Die entsprechende Liste sei unter anderem um Logopäden, Zahntechniker oder Frachtpersonal auf Flughäfen erweitert worden.
Die entsprechende Liste sei unter anderem um Logopäden, Zahntechniker oder Frachtpersonal auf Flughäfen erweitert worden.

© picture alliance/dpa

Von den rund 170 000 Kitakindern in Berlin hatten laut Familiensenatsverwaltung bisher etwa 20 000 Kinder einen Anspruch auf Betreuung, also etwa zwölf Prozent. Tatsächlich sind etwa 8000 bis 9000 Kinder in der Notbetreuung, jedoch nicht alle jeden Tag.

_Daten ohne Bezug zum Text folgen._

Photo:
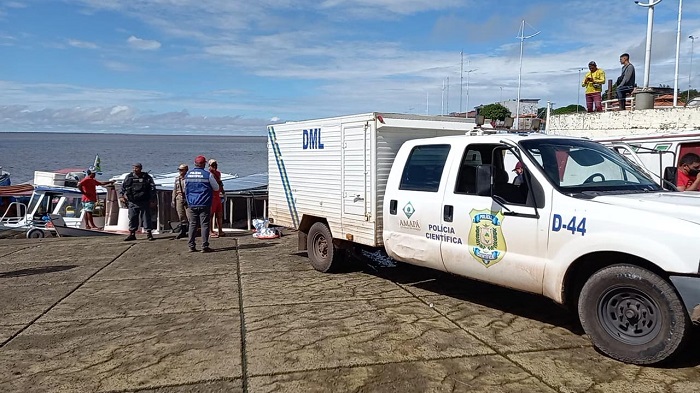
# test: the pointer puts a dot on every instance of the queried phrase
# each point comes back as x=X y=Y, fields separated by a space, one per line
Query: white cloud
x=142 y=44
x=117 y=66
x=82 y=44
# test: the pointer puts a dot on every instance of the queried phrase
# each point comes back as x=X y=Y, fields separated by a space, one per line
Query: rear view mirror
x=586 y=157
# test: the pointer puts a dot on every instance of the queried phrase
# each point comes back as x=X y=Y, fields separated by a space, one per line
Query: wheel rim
x=321 y=247
x=629 y=315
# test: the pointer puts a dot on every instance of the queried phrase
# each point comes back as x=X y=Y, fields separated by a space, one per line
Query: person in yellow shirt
x=593 y=82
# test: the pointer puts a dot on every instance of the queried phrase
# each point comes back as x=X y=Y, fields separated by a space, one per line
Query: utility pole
x=690 y=72
x=522 y=37
x=650 y=28
x=461 y=71
x=549 y=112
x=678 y=54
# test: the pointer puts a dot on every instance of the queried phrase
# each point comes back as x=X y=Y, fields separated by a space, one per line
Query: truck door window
x=424 y=167
x=580 y=166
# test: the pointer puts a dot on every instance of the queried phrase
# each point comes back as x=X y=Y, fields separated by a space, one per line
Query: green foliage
x=568 y=109
x=494 y=112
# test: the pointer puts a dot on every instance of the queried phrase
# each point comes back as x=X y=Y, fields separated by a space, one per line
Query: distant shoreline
x=150 y=133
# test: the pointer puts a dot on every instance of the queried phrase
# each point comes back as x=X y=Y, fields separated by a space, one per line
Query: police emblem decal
x=408 y=210
x=486 y=242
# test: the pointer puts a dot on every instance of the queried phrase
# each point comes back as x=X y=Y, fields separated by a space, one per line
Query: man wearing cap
x=217 y=207
x=518 y=174
x=179 y=201
x=200 y=186
x=139 y=193
x=88 y=187
x=593 y=82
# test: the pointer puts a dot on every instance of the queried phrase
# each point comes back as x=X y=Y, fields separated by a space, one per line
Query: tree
x=494 y=112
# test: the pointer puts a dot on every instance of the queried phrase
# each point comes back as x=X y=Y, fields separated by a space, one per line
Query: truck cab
x=584 y=227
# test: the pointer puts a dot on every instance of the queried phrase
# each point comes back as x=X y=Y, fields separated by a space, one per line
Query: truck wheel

FDP will mit maximal fünf Kindern pro Gruppe beginnen

Nach dem Willen der FDP soll der Senat innerhalb der nächsten zwei Wochen einen Fahrplan erarbeiten. „Eine Lösung wäre es, zunächst mit kleinen redundanten Gruppen in den Kitas zu beginnen - maximal fünf Kinder pro Gruppe. Diese sollen zusätzlich zu der bisherigen Notbetreuung stattfinden und nicht mit den Kindern aus der Notbetreuung gemischt werden“, sagte der bildungspolitische Sprecher der FDP-Fraktion im Berliner Abgeordnetenhaus, Paul Fresdorf, am Mittwoch. Das böte den Kindern die Möglichkeit, soziale Kontakte zu pflegen.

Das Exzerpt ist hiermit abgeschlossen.